The Registered Manager told us no audits, such as infection control, handwashing, health and safety had been carried out. This was not in line with their own policy and therefore posed risks to patients and staff.

Governance meetings were not being held regularly or used effectively to identify and share learning.

The service has a current risk register. The information provided on the risk register has entries from Dec 2013 to August 2024. Identified risks relating to business continuity, staffing, clinical aspects, equipment do not appear to be easily distinguished or separated. 3 risks added in 2024 (which included the CQC inspection), 1 risk 2023 (January), 1 risk 2020 (February) and the next previous risk was added in 2018. This suggests the risk register is not actively used or monitored to provide leaders of the service with assurance.

There were no systems or processes to assess, monitor and drive improvement for the quality of the service. There was a limited programme/schedule of audits to monitor service provision and to help identify any risks.

Partnerships and communities

Score: 3

Feedback from patients, their relatives or carers described how staff had positively managed and supported their journey.

The RM described the nature of work the service undertook and how they worked to support the community. Primarily this involved patient transfers: hospital to hospital, hospital to care/nursing home, hospital to home.

The RM said they also worked closely with local NHS trusts to help facilitate timely discharge or transfer of patients.

Another aspect of their work involved transfer of patients from the Channel Islands to hospitals in England. The service usually provided an ambulance and crew and the patient would be escorted by an appropriate medical or nursing team.

We saw feedback from partners and organisation who had commissioned services. All the feedback was positive and complimentary both about the timeliness of the service provided but also about the capability and conduct of staff.

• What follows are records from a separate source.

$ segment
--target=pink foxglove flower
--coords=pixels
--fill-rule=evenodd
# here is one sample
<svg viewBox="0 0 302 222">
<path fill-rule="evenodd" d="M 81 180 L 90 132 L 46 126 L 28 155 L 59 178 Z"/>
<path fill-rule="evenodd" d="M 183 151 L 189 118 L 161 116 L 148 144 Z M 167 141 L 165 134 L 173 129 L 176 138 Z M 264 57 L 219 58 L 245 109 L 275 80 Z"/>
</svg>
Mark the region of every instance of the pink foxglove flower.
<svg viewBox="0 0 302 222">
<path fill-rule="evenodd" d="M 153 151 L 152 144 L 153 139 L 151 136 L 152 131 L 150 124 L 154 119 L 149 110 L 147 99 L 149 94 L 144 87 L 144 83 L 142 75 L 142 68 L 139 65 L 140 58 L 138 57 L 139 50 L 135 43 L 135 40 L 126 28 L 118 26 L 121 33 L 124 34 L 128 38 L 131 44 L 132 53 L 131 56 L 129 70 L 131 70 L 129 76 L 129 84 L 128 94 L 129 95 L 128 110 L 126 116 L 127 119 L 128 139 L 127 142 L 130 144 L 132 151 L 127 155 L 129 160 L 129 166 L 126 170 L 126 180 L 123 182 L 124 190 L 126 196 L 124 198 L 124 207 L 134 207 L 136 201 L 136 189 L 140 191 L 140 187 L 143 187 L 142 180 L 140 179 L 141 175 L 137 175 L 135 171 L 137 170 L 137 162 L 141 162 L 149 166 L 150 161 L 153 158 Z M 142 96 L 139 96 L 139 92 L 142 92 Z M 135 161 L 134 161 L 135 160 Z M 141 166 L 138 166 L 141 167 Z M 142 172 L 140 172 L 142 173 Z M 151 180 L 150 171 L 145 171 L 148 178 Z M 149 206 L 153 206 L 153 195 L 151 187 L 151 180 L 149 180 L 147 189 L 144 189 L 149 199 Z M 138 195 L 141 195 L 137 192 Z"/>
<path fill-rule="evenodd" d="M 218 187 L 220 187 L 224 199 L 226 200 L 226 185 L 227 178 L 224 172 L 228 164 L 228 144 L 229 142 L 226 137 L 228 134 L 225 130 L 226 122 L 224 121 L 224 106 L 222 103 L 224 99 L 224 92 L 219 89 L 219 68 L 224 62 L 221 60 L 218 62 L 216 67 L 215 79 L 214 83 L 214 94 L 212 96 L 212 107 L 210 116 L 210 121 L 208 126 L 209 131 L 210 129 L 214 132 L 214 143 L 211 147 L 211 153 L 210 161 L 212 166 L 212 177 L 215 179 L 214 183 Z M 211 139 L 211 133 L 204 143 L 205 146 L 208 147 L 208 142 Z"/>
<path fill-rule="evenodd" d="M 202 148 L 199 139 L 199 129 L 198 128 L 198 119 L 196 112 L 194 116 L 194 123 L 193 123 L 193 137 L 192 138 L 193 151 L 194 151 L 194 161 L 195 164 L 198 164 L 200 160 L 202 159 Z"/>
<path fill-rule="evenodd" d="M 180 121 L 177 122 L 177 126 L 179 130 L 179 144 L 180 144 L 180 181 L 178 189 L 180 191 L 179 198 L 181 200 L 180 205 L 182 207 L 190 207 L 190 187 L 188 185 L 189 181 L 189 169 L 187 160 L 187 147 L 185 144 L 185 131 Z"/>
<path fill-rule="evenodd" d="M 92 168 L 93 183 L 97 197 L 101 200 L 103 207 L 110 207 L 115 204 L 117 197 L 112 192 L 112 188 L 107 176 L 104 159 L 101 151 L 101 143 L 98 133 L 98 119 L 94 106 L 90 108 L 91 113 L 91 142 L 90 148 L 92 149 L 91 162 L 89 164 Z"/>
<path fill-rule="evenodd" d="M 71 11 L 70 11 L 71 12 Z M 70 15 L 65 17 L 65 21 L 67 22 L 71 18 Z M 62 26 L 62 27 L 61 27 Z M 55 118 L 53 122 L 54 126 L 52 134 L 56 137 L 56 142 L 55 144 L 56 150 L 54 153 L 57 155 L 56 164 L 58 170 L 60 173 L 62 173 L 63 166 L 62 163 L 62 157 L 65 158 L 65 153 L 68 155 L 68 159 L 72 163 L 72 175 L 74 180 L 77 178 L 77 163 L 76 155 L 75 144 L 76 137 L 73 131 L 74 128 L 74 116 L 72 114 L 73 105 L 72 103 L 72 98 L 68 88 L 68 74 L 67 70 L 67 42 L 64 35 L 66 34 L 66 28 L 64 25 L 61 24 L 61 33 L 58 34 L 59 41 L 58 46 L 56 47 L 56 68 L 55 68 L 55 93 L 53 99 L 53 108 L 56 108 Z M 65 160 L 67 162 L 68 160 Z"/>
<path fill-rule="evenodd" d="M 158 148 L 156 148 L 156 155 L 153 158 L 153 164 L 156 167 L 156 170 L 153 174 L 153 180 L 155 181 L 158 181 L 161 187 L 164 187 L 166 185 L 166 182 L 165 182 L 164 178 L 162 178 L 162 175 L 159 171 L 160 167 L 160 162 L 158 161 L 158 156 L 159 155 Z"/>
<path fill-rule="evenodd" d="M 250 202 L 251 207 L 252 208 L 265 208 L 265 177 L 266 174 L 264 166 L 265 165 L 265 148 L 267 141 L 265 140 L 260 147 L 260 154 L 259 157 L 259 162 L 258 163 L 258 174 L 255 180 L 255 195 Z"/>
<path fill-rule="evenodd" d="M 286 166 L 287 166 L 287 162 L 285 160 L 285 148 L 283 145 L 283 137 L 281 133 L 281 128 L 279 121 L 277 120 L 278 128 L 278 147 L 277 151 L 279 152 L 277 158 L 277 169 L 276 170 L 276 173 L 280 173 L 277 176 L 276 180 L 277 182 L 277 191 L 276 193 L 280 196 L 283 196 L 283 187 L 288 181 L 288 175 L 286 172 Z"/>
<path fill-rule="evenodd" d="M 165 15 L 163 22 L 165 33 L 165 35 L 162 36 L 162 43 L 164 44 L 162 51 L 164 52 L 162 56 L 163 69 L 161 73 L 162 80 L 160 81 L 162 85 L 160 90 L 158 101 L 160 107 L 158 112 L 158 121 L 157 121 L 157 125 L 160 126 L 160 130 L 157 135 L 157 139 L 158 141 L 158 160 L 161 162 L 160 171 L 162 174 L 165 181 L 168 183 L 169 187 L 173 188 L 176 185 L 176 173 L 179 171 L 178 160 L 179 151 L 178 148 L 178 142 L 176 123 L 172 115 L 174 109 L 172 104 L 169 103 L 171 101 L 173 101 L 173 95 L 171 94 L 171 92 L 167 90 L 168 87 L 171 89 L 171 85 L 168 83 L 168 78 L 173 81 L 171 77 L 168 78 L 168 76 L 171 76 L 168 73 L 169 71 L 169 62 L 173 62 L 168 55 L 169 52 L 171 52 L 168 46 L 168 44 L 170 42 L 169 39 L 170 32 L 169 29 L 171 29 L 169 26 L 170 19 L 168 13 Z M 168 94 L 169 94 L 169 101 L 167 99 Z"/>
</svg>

The service did not have any additional communication tools or aids on board their vehicles. The Registered Manager and crews said they would use online translation tools or family members for support.

Learning, improvement and innovation

Score: 3

Staff described the level of training they had received for their role and described how they only worked within their competencies.

Staff confirmed they had not been invited to or attended any staff meetings.

Staff told us there were not able to access company policies.

The RM said that all policies and procedures were available to staff via an online portal. Changes to policies and any information or updates were communicated using secure messaging services.